Some of China's top financiers and academics have called for urgent reform of the country's financial services sector, to bring it up to the standards of its international counterparts, but also to allow it to service the country's key sectors, as they struggle through the economic downturn.
Gathering to celebrate the 60th anniversary of Hebei Finance University, experts said that without higher levels of sophistication, and a more flexible approach to financial services being offered, companies in manufacturing and production, and service industries in particular, could find it hard to survive the current climate, let alone expand.
Yang Zhaoting, vice-president of the university, said those two sectors are vital to tame what could become a depression.
He accepted that to get to the level of financial innovation needed could prove a long process, but he urged his guests to focus on providing the urgent, basic finances needed by struggling business and industry customers, especially in some of the country's hardest-hit rural regions.
"To chase rapid internationalization, and blindly learn from foreign models, could be very harmful to local financial development," he said.
Wang Xingnan, head of the financial department of Guangdong Finance University, added that any future innovations should be focused on helping struggling manufacturers, and in particular those involved in import and export activities.
"It is urgent now to accelerate any necessary changes needed to support sustainable improvement of the finance sector, which would help promote the real economy," he said.
The call for financial reform comes as China's economic growth has slowed for 10 consecutive quarters, with GDP falling to 7.6 in the second quarter from 8.1 percent in the first quarter, amid dramatically reduced demand for Chinese goods, particularly from European countries.
Economists expect third-quarter growth to continue decelerating, as a result of falling manufacturing output, and are calling for more stimulus policies from the central government to kick-start momentum.
Wang added that the banking and finance sector may well enjoy the highest income of any sector in China this year, which may lead to growing calls for better income distribution.
Liu Jiansheng, the former deputy provincial governor in Heibei, added that investment in education "remains key for any sustainable and healthy development of the financial industry".
Any national financial services reform, he said, would require considerable strengthening of its service capability, for instance, and to focus on its overall international competitiveness.

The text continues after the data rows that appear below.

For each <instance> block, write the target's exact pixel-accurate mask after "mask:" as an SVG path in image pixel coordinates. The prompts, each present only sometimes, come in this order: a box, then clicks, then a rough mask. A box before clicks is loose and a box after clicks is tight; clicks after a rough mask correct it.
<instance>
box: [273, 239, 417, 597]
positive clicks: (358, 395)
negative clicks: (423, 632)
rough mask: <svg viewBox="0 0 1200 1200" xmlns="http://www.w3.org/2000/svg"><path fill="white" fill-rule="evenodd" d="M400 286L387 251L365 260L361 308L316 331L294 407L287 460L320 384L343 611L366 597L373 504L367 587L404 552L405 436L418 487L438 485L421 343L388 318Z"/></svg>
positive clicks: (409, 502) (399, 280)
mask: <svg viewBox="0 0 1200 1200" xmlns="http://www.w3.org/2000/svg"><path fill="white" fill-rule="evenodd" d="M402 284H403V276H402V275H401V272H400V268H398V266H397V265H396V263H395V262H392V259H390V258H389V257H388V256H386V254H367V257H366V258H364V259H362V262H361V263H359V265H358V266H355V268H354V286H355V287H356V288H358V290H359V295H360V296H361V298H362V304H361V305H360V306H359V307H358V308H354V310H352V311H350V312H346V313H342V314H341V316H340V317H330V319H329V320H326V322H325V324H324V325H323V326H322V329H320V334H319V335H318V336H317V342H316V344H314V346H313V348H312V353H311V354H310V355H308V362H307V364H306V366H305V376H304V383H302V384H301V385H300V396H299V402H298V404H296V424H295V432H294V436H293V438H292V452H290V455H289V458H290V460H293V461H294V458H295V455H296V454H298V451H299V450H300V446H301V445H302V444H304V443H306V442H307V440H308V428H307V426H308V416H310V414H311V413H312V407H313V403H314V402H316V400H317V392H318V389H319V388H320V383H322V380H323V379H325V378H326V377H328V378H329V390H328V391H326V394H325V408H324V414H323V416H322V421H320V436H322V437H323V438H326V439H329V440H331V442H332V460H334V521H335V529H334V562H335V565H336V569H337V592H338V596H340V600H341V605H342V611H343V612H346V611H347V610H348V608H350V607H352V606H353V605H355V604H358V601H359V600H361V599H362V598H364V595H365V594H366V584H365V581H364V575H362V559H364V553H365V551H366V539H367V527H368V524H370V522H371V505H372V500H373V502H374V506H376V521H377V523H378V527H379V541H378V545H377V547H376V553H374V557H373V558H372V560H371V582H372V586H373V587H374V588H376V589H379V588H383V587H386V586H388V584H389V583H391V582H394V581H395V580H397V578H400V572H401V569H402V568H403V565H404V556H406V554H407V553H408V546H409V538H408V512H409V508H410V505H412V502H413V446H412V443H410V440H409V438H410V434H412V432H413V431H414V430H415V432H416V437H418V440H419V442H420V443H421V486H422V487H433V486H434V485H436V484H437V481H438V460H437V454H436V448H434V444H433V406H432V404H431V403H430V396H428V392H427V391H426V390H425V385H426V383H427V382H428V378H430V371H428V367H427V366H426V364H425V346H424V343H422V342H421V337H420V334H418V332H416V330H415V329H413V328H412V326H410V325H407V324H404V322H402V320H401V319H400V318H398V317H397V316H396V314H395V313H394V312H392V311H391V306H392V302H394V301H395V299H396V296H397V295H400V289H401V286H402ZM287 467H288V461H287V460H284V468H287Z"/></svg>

"The production and service industries will need more support from a more advanced financial sector to boost economic growth," he added.
Chen Zunhou, the president of Hebei Finance University, added that more investment was needed in financial higher education, as demands grow for expertise from regional economic development bodies, and the financial industry as a whole, particularly as it expands overseas.
He said that for decades, the university had been committed to developing economic and financial expertise, mainly in the fields of business management, accounting and banking, and that it was well-known as "a cradle of future financiers".
He claimed that hundreds of graduates from the university now have leading positions in Chinese financial system, including leaders of the central bank, the State-owned "Big Four" commercial banks, and industrial associations.